The GH-2004 project: the response of IGF1 and type III pro-collagen to the administration of exogenous GH in non-Caucasian amateur athletes.Eur J Endocrinol. 2010 Jul; 163(1):45-54.EJ
The GH-2000 team proposed a method based on IGF1 and type III pro-collagen (P-III-P) to detect exogenously administered GH. As previous studies involved predominantly white European athletes, it is important to assess whether the response of these markers to recombinant human GH (rhGH) differs with ethnicity.
To examine the response of serum IGF1 and P-III-P and GH-2000 score to rhGH in non-Caucasian amateur athletes.
Double-blind placebo-controlled rhGH administration study.
Wellcome Trust Clinical Research Facility, Southampton General Hospital.

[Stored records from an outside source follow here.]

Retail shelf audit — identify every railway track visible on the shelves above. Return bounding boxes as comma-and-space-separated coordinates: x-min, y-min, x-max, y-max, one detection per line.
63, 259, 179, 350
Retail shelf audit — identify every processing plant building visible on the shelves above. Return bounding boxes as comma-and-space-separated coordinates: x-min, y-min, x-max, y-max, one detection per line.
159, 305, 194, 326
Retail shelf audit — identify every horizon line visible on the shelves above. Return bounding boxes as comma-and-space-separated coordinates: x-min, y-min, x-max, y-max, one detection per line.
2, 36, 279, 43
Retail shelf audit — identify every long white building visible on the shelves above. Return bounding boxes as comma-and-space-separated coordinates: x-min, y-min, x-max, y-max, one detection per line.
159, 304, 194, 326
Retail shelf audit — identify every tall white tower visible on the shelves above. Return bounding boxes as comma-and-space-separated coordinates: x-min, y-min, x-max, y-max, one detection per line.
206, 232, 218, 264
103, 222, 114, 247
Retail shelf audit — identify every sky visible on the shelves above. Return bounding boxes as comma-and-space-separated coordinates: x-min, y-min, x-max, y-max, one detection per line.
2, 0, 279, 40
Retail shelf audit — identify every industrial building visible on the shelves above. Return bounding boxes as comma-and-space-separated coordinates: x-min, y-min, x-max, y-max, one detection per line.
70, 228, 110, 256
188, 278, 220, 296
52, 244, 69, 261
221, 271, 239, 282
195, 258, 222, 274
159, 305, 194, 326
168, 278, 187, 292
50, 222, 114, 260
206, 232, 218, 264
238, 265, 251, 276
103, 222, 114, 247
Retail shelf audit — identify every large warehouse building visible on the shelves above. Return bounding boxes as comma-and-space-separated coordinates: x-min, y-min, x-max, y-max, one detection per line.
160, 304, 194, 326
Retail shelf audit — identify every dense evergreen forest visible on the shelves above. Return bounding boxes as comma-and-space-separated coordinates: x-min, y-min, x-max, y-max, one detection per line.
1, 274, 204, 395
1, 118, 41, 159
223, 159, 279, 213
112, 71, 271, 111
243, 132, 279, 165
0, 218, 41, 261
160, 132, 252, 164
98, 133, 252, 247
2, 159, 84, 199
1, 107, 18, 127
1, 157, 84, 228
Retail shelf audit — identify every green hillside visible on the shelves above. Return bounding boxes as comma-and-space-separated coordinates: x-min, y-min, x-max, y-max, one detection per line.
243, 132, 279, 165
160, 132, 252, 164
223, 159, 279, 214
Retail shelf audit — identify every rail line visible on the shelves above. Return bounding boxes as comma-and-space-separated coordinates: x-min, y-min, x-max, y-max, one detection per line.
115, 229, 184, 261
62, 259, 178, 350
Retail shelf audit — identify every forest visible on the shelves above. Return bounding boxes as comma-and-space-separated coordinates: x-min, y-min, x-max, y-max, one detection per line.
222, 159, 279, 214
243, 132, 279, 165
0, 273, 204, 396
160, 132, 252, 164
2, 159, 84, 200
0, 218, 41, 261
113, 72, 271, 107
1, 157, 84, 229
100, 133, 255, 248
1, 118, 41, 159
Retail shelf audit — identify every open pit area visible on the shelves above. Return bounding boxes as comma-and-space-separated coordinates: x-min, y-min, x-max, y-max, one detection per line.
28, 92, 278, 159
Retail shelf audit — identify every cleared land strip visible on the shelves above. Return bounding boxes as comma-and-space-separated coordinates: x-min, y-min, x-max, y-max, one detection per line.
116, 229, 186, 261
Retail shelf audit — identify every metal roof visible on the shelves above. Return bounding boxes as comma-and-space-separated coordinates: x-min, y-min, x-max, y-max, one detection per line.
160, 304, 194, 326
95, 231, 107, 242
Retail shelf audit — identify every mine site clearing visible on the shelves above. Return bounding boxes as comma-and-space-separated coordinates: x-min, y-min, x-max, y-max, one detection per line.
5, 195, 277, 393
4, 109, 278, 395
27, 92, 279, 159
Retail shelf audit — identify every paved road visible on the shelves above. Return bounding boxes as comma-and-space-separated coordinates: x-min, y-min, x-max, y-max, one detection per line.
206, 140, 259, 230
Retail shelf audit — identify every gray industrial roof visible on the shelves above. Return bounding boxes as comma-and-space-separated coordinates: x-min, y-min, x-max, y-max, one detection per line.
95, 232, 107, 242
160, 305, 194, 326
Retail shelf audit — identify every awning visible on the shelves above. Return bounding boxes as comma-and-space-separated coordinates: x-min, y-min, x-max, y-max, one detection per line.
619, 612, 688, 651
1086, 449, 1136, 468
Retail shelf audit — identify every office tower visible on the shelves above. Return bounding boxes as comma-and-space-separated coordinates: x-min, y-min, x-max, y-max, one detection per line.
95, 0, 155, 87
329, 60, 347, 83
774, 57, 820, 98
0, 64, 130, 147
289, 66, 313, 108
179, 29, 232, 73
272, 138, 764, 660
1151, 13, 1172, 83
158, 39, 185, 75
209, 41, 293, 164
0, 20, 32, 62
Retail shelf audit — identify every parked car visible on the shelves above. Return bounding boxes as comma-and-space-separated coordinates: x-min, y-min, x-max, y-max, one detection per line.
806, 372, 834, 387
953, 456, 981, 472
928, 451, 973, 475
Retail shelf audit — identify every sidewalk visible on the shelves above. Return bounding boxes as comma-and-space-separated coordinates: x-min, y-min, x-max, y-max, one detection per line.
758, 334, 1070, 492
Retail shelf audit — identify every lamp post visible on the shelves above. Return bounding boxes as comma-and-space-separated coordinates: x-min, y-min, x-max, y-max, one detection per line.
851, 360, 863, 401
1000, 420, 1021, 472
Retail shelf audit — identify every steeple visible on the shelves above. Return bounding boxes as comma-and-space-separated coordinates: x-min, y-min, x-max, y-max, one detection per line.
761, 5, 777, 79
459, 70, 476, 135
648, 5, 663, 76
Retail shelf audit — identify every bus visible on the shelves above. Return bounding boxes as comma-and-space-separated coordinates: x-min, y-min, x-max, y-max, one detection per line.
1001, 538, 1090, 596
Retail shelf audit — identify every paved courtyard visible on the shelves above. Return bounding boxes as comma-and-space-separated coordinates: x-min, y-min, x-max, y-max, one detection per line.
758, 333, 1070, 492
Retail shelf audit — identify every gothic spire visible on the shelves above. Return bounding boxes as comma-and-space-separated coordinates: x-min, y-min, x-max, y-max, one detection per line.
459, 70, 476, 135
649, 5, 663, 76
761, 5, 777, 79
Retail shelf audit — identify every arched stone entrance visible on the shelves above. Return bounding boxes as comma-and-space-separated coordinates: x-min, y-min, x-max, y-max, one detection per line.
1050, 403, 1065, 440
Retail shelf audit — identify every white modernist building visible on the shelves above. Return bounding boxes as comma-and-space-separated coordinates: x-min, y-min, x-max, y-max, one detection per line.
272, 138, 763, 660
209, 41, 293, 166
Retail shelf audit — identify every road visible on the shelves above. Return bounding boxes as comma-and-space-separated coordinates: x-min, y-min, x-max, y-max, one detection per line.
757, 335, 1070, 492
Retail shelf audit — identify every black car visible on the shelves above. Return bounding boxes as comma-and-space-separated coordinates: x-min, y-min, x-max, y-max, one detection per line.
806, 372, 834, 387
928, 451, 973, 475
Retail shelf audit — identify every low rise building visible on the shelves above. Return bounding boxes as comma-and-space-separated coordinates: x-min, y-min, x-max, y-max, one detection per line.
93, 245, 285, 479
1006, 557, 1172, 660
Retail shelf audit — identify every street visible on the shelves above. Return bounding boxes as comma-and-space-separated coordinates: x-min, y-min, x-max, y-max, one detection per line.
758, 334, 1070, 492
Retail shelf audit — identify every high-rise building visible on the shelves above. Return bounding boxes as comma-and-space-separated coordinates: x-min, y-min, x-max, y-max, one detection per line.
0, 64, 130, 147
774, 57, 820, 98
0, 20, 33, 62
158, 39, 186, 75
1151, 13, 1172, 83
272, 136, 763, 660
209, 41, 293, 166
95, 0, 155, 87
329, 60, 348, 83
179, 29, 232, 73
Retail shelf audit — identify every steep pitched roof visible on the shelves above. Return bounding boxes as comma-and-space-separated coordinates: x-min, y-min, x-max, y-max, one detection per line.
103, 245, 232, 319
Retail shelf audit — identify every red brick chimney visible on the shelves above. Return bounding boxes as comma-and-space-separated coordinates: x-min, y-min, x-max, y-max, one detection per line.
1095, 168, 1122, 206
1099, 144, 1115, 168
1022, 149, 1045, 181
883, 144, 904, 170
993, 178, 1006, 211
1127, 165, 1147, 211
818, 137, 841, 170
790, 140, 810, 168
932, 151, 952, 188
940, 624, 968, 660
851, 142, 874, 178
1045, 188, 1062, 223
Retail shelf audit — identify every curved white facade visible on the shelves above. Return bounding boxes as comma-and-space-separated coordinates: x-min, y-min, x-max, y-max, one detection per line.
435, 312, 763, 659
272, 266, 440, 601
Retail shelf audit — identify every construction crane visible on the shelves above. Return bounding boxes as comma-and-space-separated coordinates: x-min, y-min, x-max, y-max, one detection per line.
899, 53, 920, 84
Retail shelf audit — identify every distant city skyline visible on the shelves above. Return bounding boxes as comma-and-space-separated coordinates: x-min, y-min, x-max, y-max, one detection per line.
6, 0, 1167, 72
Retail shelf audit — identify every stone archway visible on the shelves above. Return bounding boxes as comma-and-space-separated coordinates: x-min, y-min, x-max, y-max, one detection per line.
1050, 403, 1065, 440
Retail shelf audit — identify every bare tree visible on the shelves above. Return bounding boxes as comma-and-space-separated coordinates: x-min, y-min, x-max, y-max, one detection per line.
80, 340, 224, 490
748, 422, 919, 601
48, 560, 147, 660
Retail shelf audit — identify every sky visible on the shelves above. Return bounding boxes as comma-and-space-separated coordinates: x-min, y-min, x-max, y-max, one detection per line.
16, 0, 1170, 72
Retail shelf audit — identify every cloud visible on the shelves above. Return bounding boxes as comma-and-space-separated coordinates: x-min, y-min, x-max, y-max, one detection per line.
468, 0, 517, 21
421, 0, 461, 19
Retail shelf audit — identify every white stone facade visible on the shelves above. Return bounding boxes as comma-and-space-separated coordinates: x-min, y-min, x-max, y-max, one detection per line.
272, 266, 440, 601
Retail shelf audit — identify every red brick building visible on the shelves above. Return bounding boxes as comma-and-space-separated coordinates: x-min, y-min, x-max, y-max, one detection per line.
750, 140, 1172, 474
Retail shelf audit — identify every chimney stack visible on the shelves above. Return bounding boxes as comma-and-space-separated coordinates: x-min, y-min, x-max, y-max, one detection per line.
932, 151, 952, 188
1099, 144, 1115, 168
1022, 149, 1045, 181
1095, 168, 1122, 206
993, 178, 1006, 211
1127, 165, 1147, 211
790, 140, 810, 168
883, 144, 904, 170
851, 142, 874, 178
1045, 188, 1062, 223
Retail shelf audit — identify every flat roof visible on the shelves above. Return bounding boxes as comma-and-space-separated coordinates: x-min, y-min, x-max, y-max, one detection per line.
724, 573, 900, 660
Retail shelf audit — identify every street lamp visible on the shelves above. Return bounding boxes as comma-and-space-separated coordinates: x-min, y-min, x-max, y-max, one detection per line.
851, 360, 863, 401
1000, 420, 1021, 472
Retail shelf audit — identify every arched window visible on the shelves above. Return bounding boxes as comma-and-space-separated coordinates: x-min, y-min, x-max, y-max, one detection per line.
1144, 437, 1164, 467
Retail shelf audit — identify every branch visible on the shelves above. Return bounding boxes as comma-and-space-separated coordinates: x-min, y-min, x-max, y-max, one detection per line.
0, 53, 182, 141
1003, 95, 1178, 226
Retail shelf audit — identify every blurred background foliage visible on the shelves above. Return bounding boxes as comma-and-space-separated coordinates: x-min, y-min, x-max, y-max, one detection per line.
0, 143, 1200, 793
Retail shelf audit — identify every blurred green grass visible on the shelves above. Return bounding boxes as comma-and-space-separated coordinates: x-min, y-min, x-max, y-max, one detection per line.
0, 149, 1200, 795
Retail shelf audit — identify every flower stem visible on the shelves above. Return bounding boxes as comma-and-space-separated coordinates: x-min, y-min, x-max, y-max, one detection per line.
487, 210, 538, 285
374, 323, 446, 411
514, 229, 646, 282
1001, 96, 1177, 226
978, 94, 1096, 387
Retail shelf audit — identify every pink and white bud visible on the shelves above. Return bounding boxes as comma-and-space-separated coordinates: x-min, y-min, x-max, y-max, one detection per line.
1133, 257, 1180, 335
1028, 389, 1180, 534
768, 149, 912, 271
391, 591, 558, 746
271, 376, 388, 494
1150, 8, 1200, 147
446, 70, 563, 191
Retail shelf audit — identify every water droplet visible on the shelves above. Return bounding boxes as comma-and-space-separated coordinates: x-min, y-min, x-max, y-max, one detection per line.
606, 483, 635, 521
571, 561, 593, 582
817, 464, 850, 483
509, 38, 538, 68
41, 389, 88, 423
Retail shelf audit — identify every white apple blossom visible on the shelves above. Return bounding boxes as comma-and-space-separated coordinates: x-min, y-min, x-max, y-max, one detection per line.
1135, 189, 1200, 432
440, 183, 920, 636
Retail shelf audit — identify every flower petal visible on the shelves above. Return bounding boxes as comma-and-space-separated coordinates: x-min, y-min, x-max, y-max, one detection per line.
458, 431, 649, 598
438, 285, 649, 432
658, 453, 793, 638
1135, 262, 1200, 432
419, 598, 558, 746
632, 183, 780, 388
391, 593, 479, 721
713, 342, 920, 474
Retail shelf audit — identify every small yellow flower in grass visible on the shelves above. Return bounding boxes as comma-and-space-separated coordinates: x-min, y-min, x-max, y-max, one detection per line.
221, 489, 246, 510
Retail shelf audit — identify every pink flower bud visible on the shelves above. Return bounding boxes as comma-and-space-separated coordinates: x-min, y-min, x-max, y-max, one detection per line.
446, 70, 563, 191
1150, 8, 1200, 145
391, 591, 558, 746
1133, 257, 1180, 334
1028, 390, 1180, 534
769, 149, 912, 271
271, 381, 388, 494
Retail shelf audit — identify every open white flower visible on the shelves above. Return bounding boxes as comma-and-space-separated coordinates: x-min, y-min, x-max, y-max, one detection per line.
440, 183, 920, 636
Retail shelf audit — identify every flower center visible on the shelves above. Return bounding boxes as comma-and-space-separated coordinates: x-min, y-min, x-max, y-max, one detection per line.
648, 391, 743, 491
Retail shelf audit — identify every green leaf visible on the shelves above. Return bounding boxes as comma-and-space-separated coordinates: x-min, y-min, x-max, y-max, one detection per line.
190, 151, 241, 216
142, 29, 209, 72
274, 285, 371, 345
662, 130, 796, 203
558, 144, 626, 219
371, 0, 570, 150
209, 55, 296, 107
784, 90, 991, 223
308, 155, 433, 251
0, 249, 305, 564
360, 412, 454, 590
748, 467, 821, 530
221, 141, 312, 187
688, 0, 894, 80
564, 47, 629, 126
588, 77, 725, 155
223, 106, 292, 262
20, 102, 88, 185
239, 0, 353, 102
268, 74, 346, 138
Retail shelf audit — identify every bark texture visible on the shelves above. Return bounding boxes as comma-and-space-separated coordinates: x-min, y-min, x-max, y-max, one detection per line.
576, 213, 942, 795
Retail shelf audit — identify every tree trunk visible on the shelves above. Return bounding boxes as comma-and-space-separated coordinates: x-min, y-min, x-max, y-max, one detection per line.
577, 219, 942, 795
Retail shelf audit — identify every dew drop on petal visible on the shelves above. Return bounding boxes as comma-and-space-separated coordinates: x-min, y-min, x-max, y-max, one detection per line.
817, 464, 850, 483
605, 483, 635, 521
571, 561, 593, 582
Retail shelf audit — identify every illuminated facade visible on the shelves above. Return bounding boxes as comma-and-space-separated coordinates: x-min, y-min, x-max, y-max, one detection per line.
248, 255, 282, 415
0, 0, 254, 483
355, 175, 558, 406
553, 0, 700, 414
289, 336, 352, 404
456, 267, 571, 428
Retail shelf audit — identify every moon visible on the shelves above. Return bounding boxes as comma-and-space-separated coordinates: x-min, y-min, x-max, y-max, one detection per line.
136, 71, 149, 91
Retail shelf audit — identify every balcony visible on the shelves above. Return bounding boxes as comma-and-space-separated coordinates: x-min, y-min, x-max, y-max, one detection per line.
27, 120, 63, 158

The study included 31 male and 14 female amateur athletes of different ethnicities. Intervention The subjects were assigned to treatment with placebo or 0.1 IU/kg per day (low dose) or 0.2 IU/kg per day (high dose) rhGH for 28 days. Blood was collected weekly during treatment and on days 35, 42 and 84 during the washout period. Serum IGF1 and P-III-P were measured, and GH-2000 score was calculated.
IGF1, P-III-P and GH-2000 score rose in response to both low- and high-dose GH in both men and women. When compared with the Caucasian volunteers of the previous GH-2000 study, mean baseline and placebo-treated P-III-P and GH-2000 score were lower in GH-2004 men and women. Post-GH, however, peak IGF1 or P-III-P did not differ between studies but the peak GH-2000 score was lower in GH-2004 men. There was no difference between studies in the maximal change in IGF1, P-III-P and GH-2000 score in response to GH in either gender.
These data do not support a significant ethnic effect on the peak or maximal response to rhGH.